Dr. Farhana Paruk at an exhibition hall of the Red Flag Canal project. (Photo provided to China News Network by the interviewee)

Dr. Farhana Paruk at an exhibition hall of the Red Flag Canal project. (Photo provided to China News Network by the interviewee)

She believes that the resilience and unity of the Chinese people will help them overcome whatever challenges come in their way during the construction of BRI projects.

Inclusive and sharing,

Real bond endures

Paruk stated that Chinese people’s sense of community resonates well with the philosophy of “ubuntu” in South Africa, both of which advocate the interdependency and peaceful coexistence of people in the same community. And what the BRI offers is a global development solution based on inclusivity and sharing in a similar vein, she suggested.

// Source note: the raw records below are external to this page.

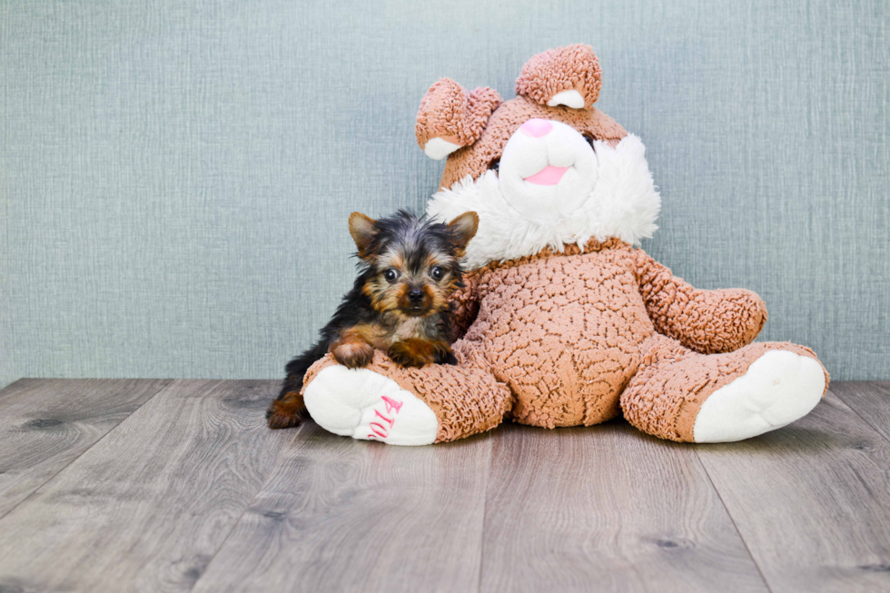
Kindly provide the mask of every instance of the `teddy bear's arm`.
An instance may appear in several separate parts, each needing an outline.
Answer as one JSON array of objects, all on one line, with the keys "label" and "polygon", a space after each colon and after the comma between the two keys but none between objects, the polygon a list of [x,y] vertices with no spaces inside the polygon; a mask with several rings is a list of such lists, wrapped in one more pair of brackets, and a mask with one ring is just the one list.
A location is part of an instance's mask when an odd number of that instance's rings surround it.
[{"label": "teddy bear's arm", "polygon": [[766,321],[766,306],[745,289],[703,291],[671,274],[642,250],[634,253],[646,311],[658,333],[703,354],[750,343]]},{"label": "teddy bear's arm", "polygon": [[479,284],[480,272],[474,270],[463,277],[463,288],[451,295],[451,311],[454,314],[454,339],[459,340],[467,332],[479,314]]}]

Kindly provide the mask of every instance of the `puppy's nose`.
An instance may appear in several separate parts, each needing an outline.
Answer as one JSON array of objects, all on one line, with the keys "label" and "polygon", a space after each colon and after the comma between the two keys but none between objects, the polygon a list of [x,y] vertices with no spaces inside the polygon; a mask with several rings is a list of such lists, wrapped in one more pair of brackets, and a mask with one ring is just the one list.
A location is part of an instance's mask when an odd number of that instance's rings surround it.
[{"label": "puppy's nose", "polygon": [[519,128],[522,133],[532,138],[543,138],[553,129],[553,124],[540,118],[530,119]]}]

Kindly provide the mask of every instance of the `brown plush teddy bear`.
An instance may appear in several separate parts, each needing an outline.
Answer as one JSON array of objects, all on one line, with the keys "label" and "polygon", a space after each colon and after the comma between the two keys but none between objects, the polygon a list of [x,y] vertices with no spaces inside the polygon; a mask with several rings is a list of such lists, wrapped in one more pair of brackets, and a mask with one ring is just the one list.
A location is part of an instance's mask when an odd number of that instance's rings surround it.
[{"label": "brown plush teddy bear", "polygon": [[720,442],[783,427],[827,387],[813,351],[752,344],[766,321],[742,289],[702,291],[633,245],[660,198],[639,138],[593,106],[599,64],[586,45],[536,55],[519,96],[465,92],[442,79],[417,116],[417,139],[448,156],[428,213],[479,213],[456,299],[457,365],[366,369],[330,356],[304,396],[326,430],[420,445],[505,418],[545,428],[619,414],[662,439]]}]

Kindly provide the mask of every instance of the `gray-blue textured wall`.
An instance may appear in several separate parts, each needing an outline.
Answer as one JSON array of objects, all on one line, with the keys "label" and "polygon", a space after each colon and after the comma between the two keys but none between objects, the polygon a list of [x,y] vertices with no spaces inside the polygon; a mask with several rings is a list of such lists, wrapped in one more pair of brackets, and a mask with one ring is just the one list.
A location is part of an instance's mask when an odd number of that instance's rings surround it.
[{"label": "gray-blue textured wall", "polygon": [[421,207],[440,76],[513,95],[585,42],[648,145],[644,244],[763,339],[890,378],[890,10],[816,2],[0,3],[0,385],[279,377],[351,282],[346,218]]}]

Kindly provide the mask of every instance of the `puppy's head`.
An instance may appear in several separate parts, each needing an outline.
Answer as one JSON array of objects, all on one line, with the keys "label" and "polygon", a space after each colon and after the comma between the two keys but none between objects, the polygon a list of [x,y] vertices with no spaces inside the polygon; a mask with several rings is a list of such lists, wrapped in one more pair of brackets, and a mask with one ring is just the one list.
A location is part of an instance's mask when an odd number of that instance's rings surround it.
[{"label": "puppy's head", "polygon": [[473,212],[449,224],[404,210],[377,221],[352,212],[350,233],[364,268],[362,292],[381,313],[427,317],[447,311],[449,296],[462,286],[460,260],[478,226]]}]

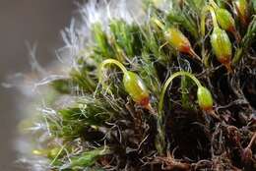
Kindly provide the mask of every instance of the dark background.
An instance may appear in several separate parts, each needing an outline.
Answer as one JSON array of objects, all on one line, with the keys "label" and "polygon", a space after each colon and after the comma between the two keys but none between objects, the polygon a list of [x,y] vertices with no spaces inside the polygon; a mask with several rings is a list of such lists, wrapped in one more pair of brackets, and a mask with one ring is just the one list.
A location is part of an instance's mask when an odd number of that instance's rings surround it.
[{"label": "dark background", "polygon": [[[76,8],[74,0],[0,0],[0,83],[8,75],[31,71],[26,41],[37,42],[42,66],[55,60],[54,50],[63,44],[59,31],[69,26]],[[17,90],[0,86],[0,171],[18,170],[17,96]]]}]

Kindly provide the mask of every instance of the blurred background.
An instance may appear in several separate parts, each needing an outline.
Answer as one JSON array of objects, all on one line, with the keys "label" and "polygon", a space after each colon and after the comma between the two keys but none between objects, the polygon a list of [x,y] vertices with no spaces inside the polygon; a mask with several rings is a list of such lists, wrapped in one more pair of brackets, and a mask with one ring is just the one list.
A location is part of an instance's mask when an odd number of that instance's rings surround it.
[{"label": "blurred background", "polygon": [[[60,29],[76,14],[77,0],[0,0],[0,83],[8,76],[31,71],[26,41],[37,42],[36,59],[45,66],[55,60],[54,50],[63,45]],[[17,171],[19,92],[0,86],[0,170]]]}]

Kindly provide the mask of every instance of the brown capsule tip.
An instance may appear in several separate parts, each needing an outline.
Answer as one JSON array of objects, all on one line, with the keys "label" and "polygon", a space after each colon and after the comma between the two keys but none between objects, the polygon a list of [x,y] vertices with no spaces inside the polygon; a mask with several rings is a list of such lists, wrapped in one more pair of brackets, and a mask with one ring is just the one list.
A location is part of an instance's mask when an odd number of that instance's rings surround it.
[{"label": "brown capsule tip", "polygon": [[149,97],[142,98],[141,101],[139,102],[139,104],[145,108],[148,108],[148,106],[150,104],[150,98]]},{"label": "brown capsule tip", "polygon": [[219,58],[219,61],[226,68],[228,73],[233,73],[231,68],[231,57],[230,56],[223,56]]},{"label": "brown capsule tip", "polygon": [[224,64],[224,67],[226,68],[227,73],[233,73],[233,70],[231,68],[231,63]]},{"label": "brown capsule tip", "polygon": [[241,41],[241,35],[239,34],[239,32],[236,30],[236,28],[233,26],[229,27],[227,28],[227,30],[233,34],[233,36],[237,42]]}]

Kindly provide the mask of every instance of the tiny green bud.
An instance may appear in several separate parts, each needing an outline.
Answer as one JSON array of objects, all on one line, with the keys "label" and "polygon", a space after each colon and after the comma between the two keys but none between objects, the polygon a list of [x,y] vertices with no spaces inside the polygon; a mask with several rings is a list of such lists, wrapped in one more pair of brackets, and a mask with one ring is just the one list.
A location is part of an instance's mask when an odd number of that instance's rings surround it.
[{"label": "tiny green bud", "polygon": [[149,91],[142,79],[135,73],[127,71],[123,76],[125,90],[132,99],[140,105],[147,107],[150,102]]},{"label": "tiny green bud", "polygon": [[207,87],[199,86],[197,89],[198,104],[205,111],[213,110],[213,97]]},{"label": "tiny green bud", "polygon": [[220,28],[215,28],[211,35],[211,44],[218,61],[224,64],[228,72],[231,72],[232,48],[226,32]]},{"label": "tiny green bud", "polygon": [[165,31],[165,37],[168,43],[177,51],[189,54],[191,57],[196,57],[198,60],[201,60],[193,51],[188,38],[179,29],[175,28],[168,28]]},{"label": "tiny green bud", "polygon": [[248,24],[249,8],[246,0],[235,0],[233,2],[235,12],[243,25]]},{"label": "tiny green bud", "polygon": [[216,10],[216,17],[220,27],[223,29],[228,31],[232,31],[233,29],[235,29],[234,20],[231,14],[227,10],[223,8],[218,8]]}]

She notes that in more than two decades of diplomatic ties between China and South Africa, the two countries have maintained a close, continuous friendship with each other, which she believes is truly special and invaluable. During South Africa’s energy strain, the technological assistance that China has offered to alleviate the crisis proves that the two countries have established a real, enduring bond.

She said she sincerely hopes for more cooperation between the two countries in the energy sector and a brighter future for the BRI with more fruitful results.